La raza a la que pertenecemos se diferencia del resto de otros organismos porque actuamos sobre nuestro entorno, los demás solo sobreviven en él; se dejan llevar por las condiciones. A nuestro desenvolvimiento que rebasa las condiciones ambientales le llamamos ‘cultura’. Etimológicamente, ésta es lo opuesto de natura. Actualmente, es ya muy difícil diferenciar qué de nuestro quehacer cotidiano es natura y qué pertenece a la cultura. Tenemos tan introyectada la cultura, que consideramos natural nuestro lenguaje, cuando en realidad es la acumulación de nuestra experiencia social, como etnia y como ser humano.

En el lenguaje, la práctica dejó en determinados sonidos un sentido. Así, de una forma sencilla, lógica y amena –no exenta de reflexión analítica y aguda observación de filólogo– El-Sahili nos va narrando, detallando, las palabras con las que se topa: describe su origen, la compara contra otras evoluciones (otros idiomas) y descubre al lector su esencia.
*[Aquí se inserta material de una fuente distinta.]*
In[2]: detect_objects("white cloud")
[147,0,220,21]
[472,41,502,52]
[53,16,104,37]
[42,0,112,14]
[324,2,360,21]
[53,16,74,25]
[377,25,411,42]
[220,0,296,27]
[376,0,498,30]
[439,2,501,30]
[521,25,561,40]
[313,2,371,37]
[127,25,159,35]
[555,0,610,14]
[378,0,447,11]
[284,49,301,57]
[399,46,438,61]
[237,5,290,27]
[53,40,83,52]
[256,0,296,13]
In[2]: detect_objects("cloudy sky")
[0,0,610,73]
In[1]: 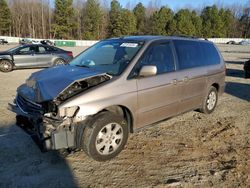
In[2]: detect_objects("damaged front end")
[9,66,111,150]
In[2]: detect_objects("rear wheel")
[83,111,128,161]
[54,59,66,65]
[0,59,13,72]
[200,86,218,114]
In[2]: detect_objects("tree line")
[0,0,250,40]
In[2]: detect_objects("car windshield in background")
[70,39,143,75]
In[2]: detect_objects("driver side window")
[17,46,35,54]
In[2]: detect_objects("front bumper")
[8,103,76,151]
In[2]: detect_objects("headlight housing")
[59,106,79,117]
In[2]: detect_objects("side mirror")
[139,65,157,77]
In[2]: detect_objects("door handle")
[172,79,177,85]
[182,76,189,82]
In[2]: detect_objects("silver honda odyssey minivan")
[9,36,225,161]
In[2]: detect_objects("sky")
[118,0,250,10]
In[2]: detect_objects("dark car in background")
[0,39,8,45]
[244,60,250,78]
[0,44,73,72]
[40,40,54,46]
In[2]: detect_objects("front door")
[136,41,180,127]
[173,40,207,112]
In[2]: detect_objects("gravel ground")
[0,45,250,188]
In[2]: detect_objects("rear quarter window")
[200,42,220,65]
[173,40,204,69]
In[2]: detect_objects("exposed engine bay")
[9,65,112,150]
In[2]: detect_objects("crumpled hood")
[17,65,105,103]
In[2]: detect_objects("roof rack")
[173,34,199,39]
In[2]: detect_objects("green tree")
[108,0,122,37]
[174,9,195,35]
[52,0,76,39]
[0,0,11,35]
[219,8,235,37]
[133,3,146,34]
[120,9,136,35]
[150,7,175,35]
[108,0,136,37]
[201,5,224,38]
[83,0,103,40]
[191,11,202,37]
[174,9,202,36]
Entonces, se comprenden a plenitud (y de paso eso contribuye a su uso correcto, a su ortografía y a su no desvirtuación).

Curiosas las etimologías de ‘can’ y de ‘perro’, por citar algunas de las múltiples expuestas. Ambas tienen un origen onomatopéyico (a causa del sonido). La primera procede de cómo a los romanos les parecía que ladraba el perro: «can, can» (los de habla hispana aseguramos que suena «guau, guau», pero los alemanes dicen que es «arf, arf»; cada grupo lo escucha distinto). Por ello, los latinos acuñaron la palabra cannis. En tanto que ‘perro’, es de origen hispano y procede, del gruñido «prrr, prrr». Con ello se descubre la relación entre romanos e hispanos; a unos, avisaba el animalillo, su mascota, a través de ladridos; pero a los dominados, la bestia les gruñía amenazante. Y en efecto, en nuestro ánimo actual se percibe esta diferencia pues a nadie se le ocurriría tratar de ofender a otro con la palabra ‘can’, pero sí con la palabra ‘perro’. Con ello, El-Sahili asegura que conocer la etimología de las palabras propicia también descubrir el inconsciente colectivo.

Cuando indiqué que pasó frente de mi la humanidad, no solo me refería a la historia de ésta, narrada a través de comprender el lenguaje. También percibí la sensibilidad, la afabilidad, la benignidad de quienes en esta obra coincidieron. Ni qué decir del autor, interesado en que preparatorianos, profesionistas y público en general conozcan, reconozcan y descubran el inconsciente colectivo de nuestro idioma. Pero ahí también está presente el amoroso cuidado estilístico de mi amiga Luz Verónica Mata González, mujer apasionada por las letras; la armoniosa e impecable formación del documento, en manos de Tonatihuh Mendoza; el compromiso en la difusión y distribución de la obra del apreciado Juan José de Giovanini; y, desde luego, la experiencia y calidad de don Raúl Bravo, poeta.

Una obra intensamente humana por donde se aprecie.